Hmmmm... yeah, I think a strong suggestion makes more sense. But I am still not sure how much more secure this procedure is. I can imagine users will just unplug the network cable when bootstrap requests it, and plug it back in afterwards. Which is not the idea of an offline machine, right?
fboucquez
commented
3 years ago Hmmmm... yeah, I think a strong suggestion makes more sense.
What about?
'Bootstrap is going to ask and/or generate private keys and mnemonic phrases. It's highly recommended that this machine is offline. Is it offline? Say yes if you are offline or if you don't care.'
But I am still not sure how much more secure this procedure is. I can imagine users will just unplug the network cable when bootstrap requests it, and plug it back in afterwards. Which is not the idea of an offline machine, right?
the wizard can run completely offline once bootstrap package is installed. The pack and config commands need to pull the images before generating the configuration (due to openssl and catapult tool installation). Once we merge the other PRs it won't be a requirement anymore.
Options: 1) wizard -> ask offline -> generate keys -> pack -> ask online-> pull image -> ask offline -> generate configuration and zip 2) wizard -> pull image -> ask offline -> generate key -> pack -> generate configuration and zip
I guess even though the wizard doesn't require to pull the images, we could pull them in that command just for simplicity.
The alternative is we remove the offline suggestions from the wizard if it seems too forced until we have the other PRs merged
segfaultxavi
commented
3 years ago 'Bootstrap is going to ask and/or generate private keys and mnemonic phrases. It's highly recommended that this machine is offline. Is it offline? Say yes if you are offline or if you don't care.'
Hahaha, it's rather wordy 😄
How about Symbol Bootstrap is about to start working with sensitive information (private keys or mnemonic phrases) so it is highly recommended that you disconnect from the network before continuing.
And then you don't ask anything, because you don't care about the answer, right?
- wizard -> ask offline -> generate keys -> pack -> ask online-> pull image -> ask offline -> generate configuration and zip
- wizard -> pull image -> ask offline -> generate key -> pack -> generate configuration and zip
I very much prefer number 2, yeah. When everything is pre-packaged inside bootstrap then only a warning at the beginning will be needed.
fboucquez
commented
3 years ago Thanks @segfaultxavi , coud you try again? I've done the feedback fixes. Option 2 for pulling before going offline in the wizard. I think I fixed the new line issue in the pack command for windows.
fboucquez
commented
3 years ago It pulled the images right at the start, which is nice, but it failed (because I didn't have Docker running) and it just continued with a warning (It failed later during the pack command).
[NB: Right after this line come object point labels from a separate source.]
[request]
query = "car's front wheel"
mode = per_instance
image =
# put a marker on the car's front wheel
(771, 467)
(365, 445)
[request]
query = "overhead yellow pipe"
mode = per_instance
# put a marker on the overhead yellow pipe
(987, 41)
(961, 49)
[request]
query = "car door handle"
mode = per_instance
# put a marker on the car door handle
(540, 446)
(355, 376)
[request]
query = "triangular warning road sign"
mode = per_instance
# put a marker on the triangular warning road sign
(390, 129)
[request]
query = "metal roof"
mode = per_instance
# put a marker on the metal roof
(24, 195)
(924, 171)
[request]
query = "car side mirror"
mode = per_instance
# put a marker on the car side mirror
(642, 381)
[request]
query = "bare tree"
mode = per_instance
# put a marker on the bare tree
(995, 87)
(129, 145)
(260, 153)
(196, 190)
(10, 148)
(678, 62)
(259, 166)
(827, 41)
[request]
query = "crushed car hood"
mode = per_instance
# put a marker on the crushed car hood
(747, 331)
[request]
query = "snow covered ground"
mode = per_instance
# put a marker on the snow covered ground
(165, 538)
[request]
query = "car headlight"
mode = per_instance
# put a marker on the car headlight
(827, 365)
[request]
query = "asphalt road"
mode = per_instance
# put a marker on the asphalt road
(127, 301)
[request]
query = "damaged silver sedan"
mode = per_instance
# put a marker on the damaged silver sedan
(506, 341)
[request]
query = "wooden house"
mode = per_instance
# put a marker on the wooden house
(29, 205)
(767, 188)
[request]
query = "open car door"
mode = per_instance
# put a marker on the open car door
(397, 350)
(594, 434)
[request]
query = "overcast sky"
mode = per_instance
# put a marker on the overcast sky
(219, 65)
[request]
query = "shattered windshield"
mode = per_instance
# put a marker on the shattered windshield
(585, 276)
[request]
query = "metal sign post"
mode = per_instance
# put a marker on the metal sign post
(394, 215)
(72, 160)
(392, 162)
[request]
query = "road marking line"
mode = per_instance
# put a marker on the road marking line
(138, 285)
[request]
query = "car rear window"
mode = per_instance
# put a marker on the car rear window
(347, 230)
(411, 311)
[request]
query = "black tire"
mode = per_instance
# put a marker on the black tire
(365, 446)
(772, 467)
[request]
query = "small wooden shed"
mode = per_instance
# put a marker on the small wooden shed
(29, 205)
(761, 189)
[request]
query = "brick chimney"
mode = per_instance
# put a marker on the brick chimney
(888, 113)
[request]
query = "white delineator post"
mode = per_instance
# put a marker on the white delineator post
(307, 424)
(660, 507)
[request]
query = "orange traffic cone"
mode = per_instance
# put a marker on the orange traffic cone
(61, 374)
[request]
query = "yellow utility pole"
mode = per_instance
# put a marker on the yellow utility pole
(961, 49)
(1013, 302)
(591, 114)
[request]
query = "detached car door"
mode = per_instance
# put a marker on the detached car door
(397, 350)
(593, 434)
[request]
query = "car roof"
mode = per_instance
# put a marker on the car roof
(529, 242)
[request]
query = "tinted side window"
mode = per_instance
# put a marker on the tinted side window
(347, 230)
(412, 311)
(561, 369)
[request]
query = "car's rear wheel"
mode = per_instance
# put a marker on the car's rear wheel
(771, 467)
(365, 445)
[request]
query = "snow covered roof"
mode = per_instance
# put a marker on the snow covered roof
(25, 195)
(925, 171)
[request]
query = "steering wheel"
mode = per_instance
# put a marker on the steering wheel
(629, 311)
It seems expected. Although having a "verify" command that validates all the right things and versions are installed is my pipeline for a future PR.
Fixes https://github.com/nemtech/symbol-bootstrap/issues/103
Please have a run by calling
symbol-bootstrap wizardAnd follow the question.
This PR also adds the "pack" command that zips a ready-to-use node configuration that can be copied to the node machine.